Specialising Aronszajn trees by countable approximations (Q1411659)

The main point of the paper is finding forcing notions specializing an Aronszajn tree, which are creature forcing, tree-like with halving, but being based on~\(\omega_1\) rather than on~\(\omega\). To specialize an Aronszajn tree it is necessary to add a~subset of~\(\omega_1\) and so the creature forcing introduced by \textit{A. Rosłanowski} and \textit{S. Shelah} [Norms on possibilities. I: Forcing with trees and creatures, Mem. Am. Math. Soc. 671 (1999; Zbl 0940.03059)] cannot be applied. The authors modify some assumption on countability in the definition of creatures and use these creatures in the definition of the forcing. Conditions of the forcing are functions~\(p\) such that the range of~\(p\) is a~subset of~\(\omega\) and the domain of~\(p\) is an \(\omega\)-tree of partial specializing functions on a~given Aronszajn tree~\(\mathbf T\). The immediate successors of a~condition are described by certain creatures. The constructed forcing notion is proper, \(^\omega\omega\)-bounding, and adds a~function which specializes the tree~\(\mathbf T\).

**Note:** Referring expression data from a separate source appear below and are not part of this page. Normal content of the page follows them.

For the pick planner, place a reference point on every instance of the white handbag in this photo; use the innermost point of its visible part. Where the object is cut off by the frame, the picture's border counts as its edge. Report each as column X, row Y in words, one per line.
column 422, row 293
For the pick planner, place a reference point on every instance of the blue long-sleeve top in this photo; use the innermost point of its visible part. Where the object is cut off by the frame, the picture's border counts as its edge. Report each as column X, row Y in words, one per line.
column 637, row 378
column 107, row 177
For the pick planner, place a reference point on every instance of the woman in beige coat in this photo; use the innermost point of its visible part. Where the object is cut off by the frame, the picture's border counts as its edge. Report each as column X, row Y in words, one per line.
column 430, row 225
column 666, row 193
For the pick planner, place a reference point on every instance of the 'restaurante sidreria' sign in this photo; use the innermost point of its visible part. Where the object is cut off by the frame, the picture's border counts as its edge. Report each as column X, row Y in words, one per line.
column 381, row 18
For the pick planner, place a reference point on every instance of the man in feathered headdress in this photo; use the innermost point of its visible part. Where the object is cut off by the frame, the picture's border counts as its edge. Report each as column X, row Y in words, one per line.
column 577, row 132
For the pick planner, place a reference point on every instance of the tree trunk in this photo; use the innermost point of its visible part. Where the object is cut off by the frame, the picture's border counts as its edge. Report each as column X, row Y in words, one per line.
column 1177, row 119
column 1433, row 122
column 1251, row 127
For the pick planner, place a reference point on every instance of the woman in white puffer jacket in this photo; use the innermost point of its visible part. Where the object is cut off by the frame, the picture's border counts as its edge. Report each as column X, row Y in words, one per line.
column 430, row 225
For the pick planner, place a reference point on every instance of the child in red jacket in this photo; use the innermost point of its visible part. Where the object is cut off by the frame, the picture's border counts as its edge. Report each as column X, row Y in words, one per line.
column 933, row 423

Consequently, the countable support iteration of these forcing notions over the model with \(2^{\aleph_1}=\aleph_2\) produces a~model in which all Aronszajn trees are special, \(\mathfrak b=\omega_1\), and \(2^\omega=\aleph_2\). In fact, the work grew from attempts of the authors to show the consistency of~SH together with~\(\clubsuit\).